Подкатила конка. Студенты и прочая небогатая публика с галерки повалила в вагон, сталкиваясь и вскрикивая на витой лестничке, ведущей на империал. Последний пассажир, повиснув на подножке, запалил бенгальскую свечу от папиросы и стал писать вензеля искрящимся огнем:

- Виват, мсье Оффенбах! Виват, сьорэнн Мальвина!

- Потаскуха!

- Еще раз посмеешь ее так назвать, Нардо, - я тебя сброшу! головой о мостовую!

- Слушайте, да это прямо какой-то дьявольский холодище!

И студиозусы бешеным хором хватили: «Не зря зовуся я Ахиллом - хилым, хилым, хилым!»

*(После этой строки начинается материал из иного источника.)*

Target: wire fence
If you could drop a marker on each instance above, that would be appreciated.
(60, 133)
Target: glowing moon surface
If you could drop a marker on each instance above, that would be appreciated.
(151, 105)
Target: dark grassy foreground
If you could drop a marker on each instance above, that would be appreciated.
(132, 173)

- Вот бы когда нам пригодился твой медвежий плащ, Гертье!.. Если я обращусь в ледышку, - бормотал Бабель, угнезживаясь на сиденье, - вели растереть меня ромом. Еще час на улице - и я пойму тех воришек, что крадут ротонды! надо же им обогреться наконец!

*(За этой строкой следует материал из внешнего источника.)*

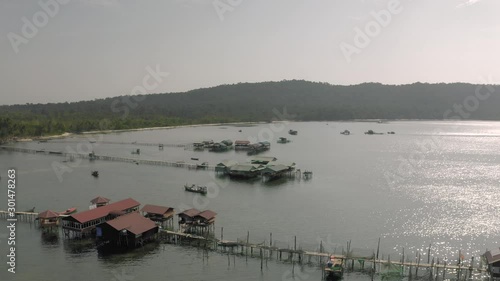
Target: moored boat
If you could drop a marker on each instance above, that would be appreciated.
(196, 188)
(68, 211)
(334, 268)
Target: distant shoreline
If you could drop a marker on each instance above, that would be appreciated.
(67, 134)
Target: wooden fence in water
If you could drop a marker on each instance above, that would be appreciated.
(137, 161)
(433, 269)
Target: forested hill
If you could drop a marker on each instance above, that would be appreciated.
(303, 100)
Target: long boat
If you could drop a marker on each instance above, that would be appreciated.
(68, 211)
(196, 188)
(334, 268)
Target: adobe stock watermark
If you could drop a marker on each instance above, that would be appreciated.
(409, 165)
(373, 28)
(40, 19)
(223, 6)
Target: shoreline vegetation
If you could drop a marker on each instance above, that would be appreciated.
(236, 124)
(292, 100)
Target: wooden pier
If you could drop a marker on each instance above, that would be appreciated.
(180, 164)
(434, 268)
(20, 216)
(160, 145)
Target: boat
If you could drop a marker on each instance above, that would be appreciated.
(196, 188)
(345, 132)
(307, 174)
(68, 211)
(202, 165)
(283, 140)
(334, 268)
(371, 132)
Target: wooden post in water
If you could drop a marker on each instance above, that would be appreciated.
(261, 259)
(444, 270)
(246, 246)
(418, 265)
(471, 267)
(429, 254)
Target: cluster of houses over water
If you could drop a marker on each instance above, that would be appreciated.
(123, 223)
(225, 145)
(265, 166)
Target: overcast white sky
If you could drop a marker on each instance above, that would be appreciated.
(90, 49)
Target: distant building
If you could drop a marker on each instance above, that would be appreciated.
(130, 230)
(493, 259)
(245, 170)
(83, 223)
(162, 215)
(98, 202)
(225, 166)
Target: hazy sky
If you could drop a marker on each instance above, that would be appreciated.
(70, 50)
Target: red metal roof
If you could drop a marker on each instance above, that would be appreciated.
(155, 209)
(208, 215)
(103, 211)
(190, 213)
(132, 222)
(99, 200)
(48, 215)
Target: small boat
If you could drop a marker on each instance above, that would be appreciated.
(68, 211)
(196, 188)
(202, 165)
(307, 174)
(334, 268)
(371, 132)
(345, 132)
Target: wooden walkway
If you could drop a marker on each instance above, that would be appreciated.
(266, 251)
(180, 164)
(21, 216)
(119, 143)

- Надежней будет влить ром тебе в глотку! - Гертье ощутил, как неожиданно нагрянувший мороз пробирает его ноги в штиблетах и вкрадывается мурашками под панталоны. Может, в самом деле стоит побороть свою неприязнь к нареченной? Ведро угля стоит девять центов, а если холода продержатся, то уголь вздорожает и отопление квартиры влетит в копеечку. До какой же степени падения может довести дворянина нужда! Подделать доверенность - еще не горе; достаточно перезанять денег и погасить вексель, но - жениться потому, что твое жилье промерзло?! А как же честь и достоинство древнего рода?..

- Первым делом закажем пунш с лимонными цукатами, - Бабель спрятал почетный нос алкоголика в складках шарфа и поднятом воротнике пальто. - И шоколаду!

- Вот напасть, господа хорошие! - громко бросил через плечо возница. Он был из тех говорунов, которые молчание терпеть не могут. - Я вез таможенного комиссара от святого Готвина, так он сказал мне, что залив стал замерзать!

Девушка зябла; от проникающего извне мертвящего холода не спасало ни тяжелое сукно ольстера, ни застегнутый поверх платья казакин, ни слоистая пелена юбок, ни чулки с башмачками, ни тем более шарфик. Руки деревенели в перчатках. Она сама поражалась, как скованным пальцам удалось так быстро извлечь из сумочки массивный «гассер».

Ее убеждали, что пуля австрийского револьвера на близком расстоянии отбросит и повалит даже грузного циркового борца, одетого в кирасу. Хваленое оружие не прибавляло ей уверенности. Она больше надеялась на телеграф, хотя и это спасительное средство может подвести. Провода могут порваться, батареи - разрядиться, аппараты Юза - поломаться.

Ее терзали два серьезных обстоятельства. Она не знала, откуда нагрянет опасность, и ей никогда не приходилось бывать в Маэне. Здесь у нее не было знакомых. Она взяла билет до Маэна потому, что это большой город, где множество людей. Есть хоть какой-то шанс затеряться… …или встретить своих.

«Не обманывай себя, - одернула она трепещущие мысли. - Не следует на это полагаться».